Coder Social home page Coder Social logo

meds-torch's Introduction

MEDS-torch

PyTorch Lightning Config: Hydra Template
Python PyPI Hydra Tests Code Quality Contributors Pull Requests License

Description

This repository provides a comprehensive suite for advanced machine learning over Electronic Health Records (EHR) using PyTorch, PyTorch Lightning, and Hydra for configuration management. The project leverages MEDS_Polars, a robust system for transforming EHR data into a structured, tabular format that enhances the accessibility and analyzability of medical datasets. By employing a variety of tokenization strategies and neural network architectures, this framework facilitates the development and testing of models that can predict, generate, and understand complex medical trajectories.

Key features include:

  • Configurable ML Pipeline: Utilize Hydra to dynamically adjust configurations and seamlessly integrate with PyTorch Lightning for scalable training across multiple environments.
  • Advanced Tokenization Techniques: Explore different approaches to processing EHR data, such as triplet tokenization and code-specific embeddings, to capture the nuances of medical information.
  • Pre-training Strategies: Leverage contrastive learning, autoregressive token forecasting, and other pre-training techniques to boost model performance with MEDS data.
  • Transfer Learning: Implement and test transfer learning scenarios to adapt pre-trained models to new tasks or datasets effectively.
  • Generative and Supervised Models: Support for zero-shot generative models and supervised training allows for a broad application of the framework in predictive and generative tasks within healthcare.

The goal of this project is to push the boundaries of what's possible in healthcare machine learning by providing a flexible, robust, and scalable platform that accommodates a wide range of research and operational needs.

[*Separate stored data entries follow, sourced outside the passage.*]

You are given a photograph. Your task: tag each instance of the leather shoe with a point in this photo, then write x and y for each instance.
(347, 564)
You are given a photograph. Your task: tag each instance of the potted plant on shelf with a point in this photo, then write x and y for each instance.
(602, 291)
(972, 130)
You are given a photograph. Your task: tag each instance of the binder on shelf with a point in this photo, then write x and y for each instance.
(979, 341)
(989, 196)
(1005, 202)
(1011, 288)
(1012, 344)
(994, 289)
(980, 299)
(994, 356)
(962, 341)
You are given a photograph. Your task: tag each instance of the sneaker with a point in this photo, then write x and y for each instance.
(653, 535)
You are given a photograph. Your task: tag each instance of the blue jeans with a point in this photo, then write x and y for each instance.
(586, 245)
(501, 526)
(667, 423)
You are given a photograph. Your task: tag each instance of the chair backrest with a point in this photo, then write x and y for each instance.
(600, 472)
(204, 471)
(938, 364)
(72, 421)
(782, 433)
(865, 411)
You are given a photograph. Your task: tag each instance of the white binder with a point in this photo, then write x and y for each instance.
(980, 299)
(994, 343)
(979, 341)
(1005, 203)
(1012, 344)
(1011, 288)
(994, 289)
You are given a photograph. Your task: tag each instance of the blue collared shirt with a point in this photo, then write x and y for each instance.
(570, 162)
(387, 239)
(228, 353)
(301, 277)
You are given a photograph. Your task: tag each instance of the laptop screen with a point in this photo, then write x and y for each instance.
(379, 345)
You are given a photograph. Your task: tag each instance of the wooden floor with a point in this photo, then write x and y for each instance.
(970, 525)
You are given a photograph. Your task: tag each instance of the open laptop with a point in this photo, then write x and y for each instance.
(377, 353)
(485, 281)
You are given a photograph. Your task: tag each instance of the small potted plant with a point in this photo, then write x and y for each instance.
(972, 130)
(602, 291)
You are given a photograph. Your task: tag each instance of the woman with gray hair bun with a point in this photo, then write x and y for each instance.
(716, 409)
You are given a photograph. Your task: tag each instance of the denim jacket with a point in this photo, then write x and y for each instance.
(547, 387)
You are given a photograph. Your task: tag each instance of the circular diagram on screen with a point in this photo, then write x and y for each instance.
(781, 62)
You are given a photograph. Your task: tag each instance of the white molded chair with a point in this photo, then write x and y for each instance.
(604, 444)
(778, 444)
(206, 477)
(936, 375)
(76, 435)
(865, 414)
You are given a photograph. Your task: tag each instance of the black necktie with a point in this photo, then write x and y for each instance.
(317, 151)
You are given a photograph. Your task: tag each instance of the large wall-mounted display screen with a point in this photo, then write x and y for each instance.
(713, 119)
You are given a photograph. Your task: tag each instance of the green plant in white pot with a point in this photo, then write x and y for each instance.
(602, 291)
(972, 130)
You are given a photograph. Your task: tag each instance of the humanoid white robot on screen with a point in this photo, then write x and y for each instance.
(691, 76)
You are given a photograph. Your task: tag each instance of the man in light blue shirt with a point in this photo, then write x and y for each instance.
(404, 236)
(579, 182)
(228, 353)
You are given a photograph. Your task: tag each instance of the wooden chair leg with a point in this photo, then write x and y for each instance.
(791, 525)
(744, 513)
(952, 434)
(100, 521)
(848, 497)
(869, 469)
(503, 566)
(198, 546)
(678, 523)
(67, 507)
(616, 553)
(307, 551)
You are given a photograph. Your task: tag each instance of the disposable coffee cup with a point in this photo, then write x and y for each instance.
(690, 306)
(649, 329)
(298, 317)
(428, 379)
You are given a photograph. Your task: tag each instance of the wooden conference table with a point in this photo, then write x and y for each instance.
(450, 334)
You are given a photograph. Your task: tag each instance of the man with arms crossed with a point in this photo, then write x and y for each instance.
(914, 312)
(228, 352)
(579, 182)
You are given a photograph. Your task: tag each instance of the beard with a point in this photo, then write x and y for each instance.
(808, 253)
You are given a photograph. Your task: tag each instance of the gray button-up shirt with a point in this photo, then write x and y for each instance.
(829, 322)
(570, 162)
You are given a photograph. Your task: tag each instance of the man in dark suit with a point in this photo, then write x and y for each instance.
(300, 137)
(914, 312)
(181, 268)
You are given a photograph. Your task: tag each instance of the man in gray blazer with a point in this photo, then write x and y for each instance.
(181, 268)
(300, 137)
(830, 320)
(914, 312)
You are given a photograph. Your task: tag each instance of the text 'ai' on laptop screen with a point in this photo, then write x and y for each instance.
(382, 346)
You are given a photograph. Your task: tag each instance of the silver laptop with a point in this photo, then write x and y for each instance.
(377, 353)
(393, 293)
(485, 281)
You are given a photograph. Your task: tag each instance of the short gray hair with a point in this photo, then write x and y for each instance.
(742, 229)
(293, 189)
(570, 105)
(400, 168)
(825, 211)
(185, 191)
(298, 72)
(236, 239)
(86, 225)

Whether you're conducting academic research, developing clinical applications, or exploring new machine learning methodologies, this repository offers the tools and flexibility needed to innovate and excel in the field of medical data analysis.

Installation

Pip

# clone project
git clone [email protected]:Oufattole/meds-torch.git
cd meds-torch

# [OPTIONAL] create conda environment
conda create -n meds-torch python=3.12
conda activate meds-torch

# install pytorch according to instructions
# https://pytorch.org/get-started/

# install requirements
pip install -e .

How to run

Train model with default configuration

# train on CPU
python -m meds_torch.train trainer=cpu

# train on GPU
python -m meds_torch.train trainer=gpu

Train model with chosen experiment configuration from configs/experiment/

python -m meds_torch.train experiment=experiment_name.yaml

You can override any parameter from command line like this

python -m meds_torch.train trainer.max_epochs=20 data.batch_size=64

📌  Introduction

Why you might want to use it:

✅ Save on boilerplate
Easily add new models, datasets, tasks, experiments, and train on different accelerators, like multi-GPU, TPU or SLURM clusters.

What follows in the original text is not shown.